Savunma sanayii emekçilerini savunmak lazım

Dikkatinizi çekmiştir. Seçim sonuçlarından cesaret alan muhalefet amansızca bir iftira kampanyası başlattı. Olmayan jakuzilerle başlayan saldırılar, satılmayan jet yakıtı ile devam etti. Bu tür iftiraların sonu gelmeyecektir, çünkü sırf iftira için tutulmuş bir trol ordusu var ve adamların tek işi hükümeti karalamak. Bunu geçmişte de yaptıkları için bu tür saldırıları bekliyorduk. Hatta şimdi karalama kampanyalarına CHP'nin ortağı DEM'in trolleri de dahil olmuş görünüyor. FETÖ hep vardı ve gelecekte de olacak.

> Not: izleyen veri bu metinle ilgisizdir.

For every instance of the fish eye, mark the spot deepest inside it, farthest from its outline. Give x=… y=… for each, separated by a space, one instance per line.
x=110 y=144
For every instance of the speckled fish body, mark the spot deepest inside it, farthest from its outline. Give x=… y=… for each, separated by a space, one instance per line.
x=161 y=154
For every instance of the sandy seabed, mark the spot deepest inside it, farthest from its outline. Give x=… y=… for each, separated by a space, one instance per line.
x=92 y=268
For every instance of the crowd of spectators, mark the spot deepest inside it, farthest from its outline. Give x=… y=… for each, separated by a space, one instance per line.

Troller -ki hepsinin kim olduğu, kimler tarafından fonlandığı ve amaçlarının ne olduğu biliniyor- öyle bir azıttılar ki Bayraktar kardeşleri İsrail'e jet yakıtı satmakla itham edecek kadar ileri gittiler. Öyle bir iftira ki kendileri bile inanmıyorlar ve fakat yine de saldırıyorlar. Çünkü çoğunun kendisini devrimci zannettiği ihanet takımının aksine bu iki kardeş savunma sanayiinde gerçek bir devrim yaptılar. Mesele sadece kıskançlık da değil. Asıl mesele bu iki kardeşin devrimi, devrim yapmak için dağa çıkanlara ve şehirdeki işbirlikçilerine karşı yapmasıdır. Bayraktar SİHA'lar sayesindedir ki terör bitme noktasına geldi. Dolayısıyla saldıranların bir acısı var ve acılarından ne yaptıklarını bilmez haldeler.

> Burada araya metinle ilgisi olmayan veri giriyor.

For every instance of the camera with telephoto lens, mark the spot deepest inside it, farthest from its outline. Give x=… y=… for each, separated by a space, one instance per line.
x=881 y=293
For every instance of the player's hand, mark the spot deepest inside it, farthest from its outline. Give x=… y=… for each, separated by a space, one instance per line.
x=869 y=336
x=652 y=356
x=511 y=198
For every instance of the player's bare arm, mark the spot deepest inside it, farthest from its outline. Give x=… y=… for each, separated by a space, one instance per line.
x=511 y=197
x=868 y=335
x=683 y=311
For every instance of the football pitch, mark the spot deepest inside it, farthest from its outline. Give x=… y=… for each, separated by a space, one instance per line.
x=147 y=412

Yalnız korkumuz odur ki bunlar bir gün iktidar olurlarsa SİHA fabrikasını kapatmakla kalmayıp üstüne bir de bu memlekete çağ atlatmış mezkûr kardeşlere ve onlar gibi birçok emektaşa hayatı zehir ederler. Bu ülkenin en düzgün işleyen ve ülkenin de ilerisinde giden tek sektörü savunma sanayiidir. Eğer CHP-DEM ortaklığı bir gün iktidar olursa ilk işleri yerli silah sanayisini yok etmek olacaktır, çünkü terörün var olmasının tek yolu savunma sanayisinin bitirilmesidir. Şahsen seçim günü sonuçlar açıklandığı gün ilk endişem savunma sanayii oldu ve sektörün önde gelen oyuncularının alakasız iftiralara maruz kalması endişemde ne kadar haklı olduğumu gösterdi.

Zannımca saldırılarına devam edecekler. Onlar iktidar olmasalar bile mağdur ettikleri vatansever emektarların bu kadar hakarete bünyeleri dayanamaz ve şevkleri kırılır. Bu da savunma sanayimizi yavaş yavaş savunmasız hale getirecek. İhanet maalesef dışarıdan değil, bir tümör gibi içeriden geliyor. Devlet ne yapıp edip savunma sanayiini iç saldırılardan korumalıdır. Bir silah fabrikasının bombalanması ile fabrika sahiplerinin saldırılara maruz kalması aynı şeydir. Neticede ürünler önce beyinlerde vücut bulup sonra fabrikada üretilirler. Dolayısıyla Bayraktar ailesi gibi kendini ülkenin savunmasına vermiş insanları savunmak lazım. Çünkü savunmacılar savunulmazsa ülke hiç savunulamaz. Bu yüzden saldırganlar en ağır şekilde cezalandırılmalı.